Os planos de saúde tiveram um lucro líquido de R$ 3,3 bilhões no primeiro trimestre de 2024, segundo o Painel Econômico-Financeiro da Saúde Suplementar, divulgado pela Agência Nacional de Saúde, a ANS, lembra reportagem de Nayara Felizardo do Intercept Brasil, sobre as 7 mega corporações que controlam a economia do Brasil, a partir da pesquisa de Eduardo Magalhães Rodrigues.
As 7 mega corporações são Rede D´Or, DASA, Eurofarma, Notre Dame, Amil, Aché e Hapvida. Essas sete empresas da área da saúde controlam outras 192 e fazem parte do grupo de 1% das corporações que possuem mais de 20% das ações das empresas mais poderosos do Brasil. Praticamente donos da saúde do brasileiro.

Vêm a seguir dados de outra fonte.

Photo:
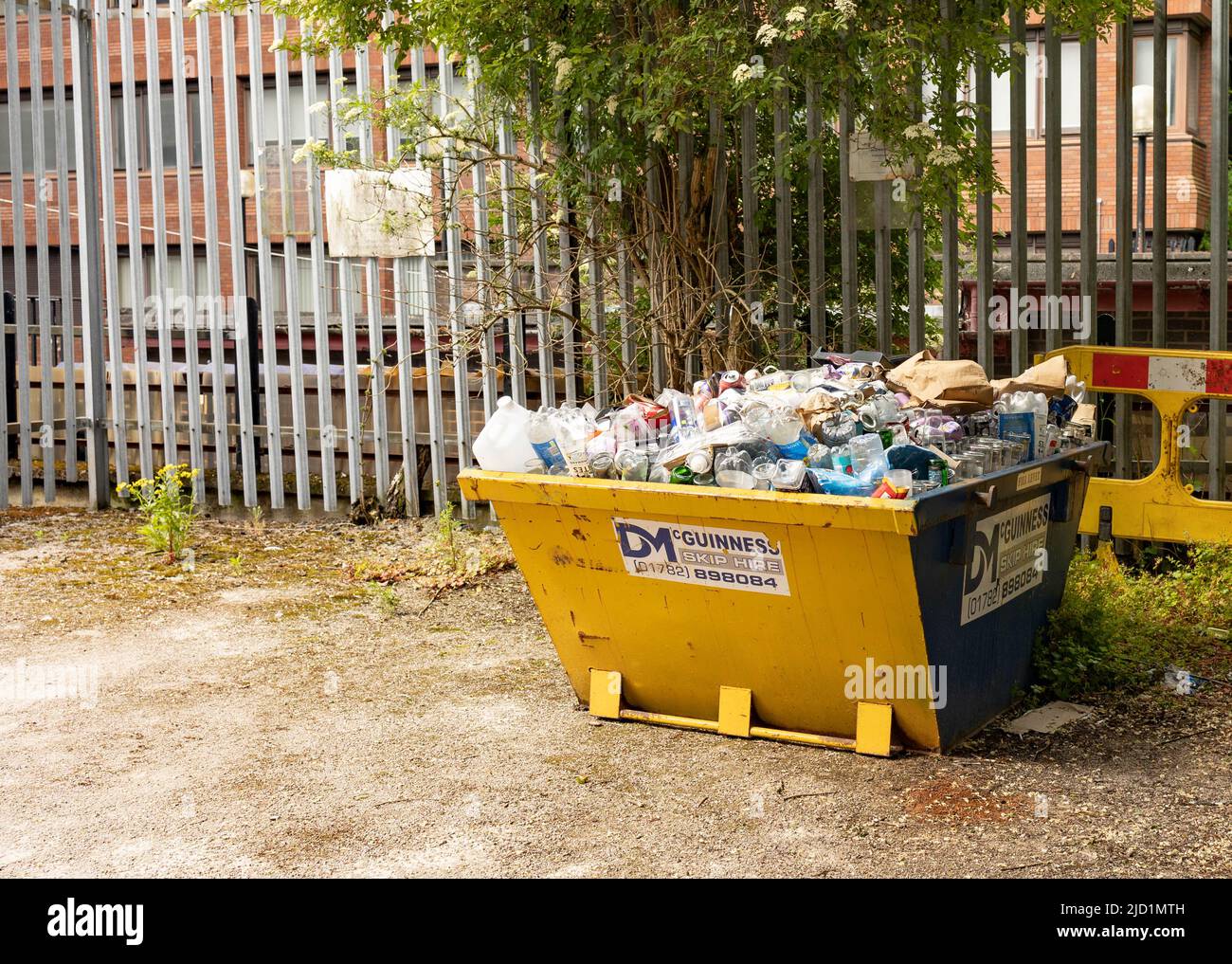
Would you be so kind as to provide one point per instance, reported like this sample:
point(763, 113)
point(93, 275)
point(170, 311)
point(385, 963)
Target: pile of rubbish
point(848, 427)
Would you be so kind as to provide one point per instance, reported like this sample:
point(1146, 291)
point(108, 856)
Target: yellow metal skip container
point(793, 616)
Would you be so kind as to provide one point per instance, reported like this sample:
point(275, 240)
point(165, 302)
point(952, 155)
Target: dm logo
point(639, 542)
point(984, 560)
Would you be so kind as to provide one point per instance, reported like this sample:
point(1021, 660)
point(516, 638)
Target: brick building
point(1183, 226)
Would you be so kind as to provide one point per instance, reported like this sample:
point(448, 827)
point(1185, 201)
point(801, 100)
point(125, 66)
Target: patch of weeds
point(168, 504)
point(452, 557)
point(1119, 630)
point(386, 599)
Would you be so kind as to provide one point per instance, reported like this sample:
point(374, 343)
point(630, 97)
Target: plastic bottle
point(632, 464)
point(763, 471)
point(504, 444)
point(541, 433)
point(818, 456)
point(867, 452)
point(734, 468)
point(680, 409)
point(574, 430)
point(700, 462)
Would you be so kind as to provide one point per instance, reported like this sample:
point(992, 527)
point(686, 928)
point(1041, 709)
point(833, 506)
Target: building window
point(1035, 74)
point(172, 135)
point(50, 153)
point(173, 278)
point(296, 118)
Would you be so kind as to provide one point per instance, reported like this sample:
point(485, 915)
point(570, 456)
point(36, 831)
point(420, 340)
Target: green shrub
point(1116, 630)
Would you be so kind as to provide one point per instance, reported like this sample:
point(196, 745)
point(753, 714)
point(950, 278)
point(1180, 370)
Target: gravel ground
point(269, 714)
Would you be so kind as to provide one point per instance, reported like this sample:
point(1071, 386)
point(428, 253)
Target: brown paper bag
point(1048, 377)
point(818, 406)
point(951, 386)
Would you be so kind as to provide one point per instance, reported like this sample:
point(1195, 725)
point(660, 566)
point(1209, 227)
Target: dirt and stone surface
point(272, 713)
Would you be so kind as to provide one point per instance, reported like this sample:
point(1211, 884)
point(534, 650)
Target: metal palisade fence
point(186, 303)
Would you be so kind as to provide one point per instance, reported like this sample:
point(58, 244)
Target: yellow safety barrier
point(1158, 507)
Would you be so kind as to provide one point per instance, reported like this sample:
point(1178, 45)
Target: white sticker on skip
point(718, 558)
point(1008, 557)
point(1027, 479)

Por isso, disse o pesquisador Rodrigues, “é ridículo essas empresas dizerem que têm prejuízo com os convênios médicos”. Ao mesmo tempo em que lucravam bilhões, no início do ano elas alegaram prejuízo para cancelar convênios de autistas, idosos e pessoas com doenças graves.
Segundo Rodrigues, situações como essas revelam na prática qual é o problema do oligopólio da saúde privada, formado principalmente por sete empresas. “Essas empresas fazem o que querem. Elas sentam em uma mesa e determinam quais serviços vão ser oferecidos, em qual qualidade e a que preço”, diz o pesquisador. (Veja reportagem AQUI)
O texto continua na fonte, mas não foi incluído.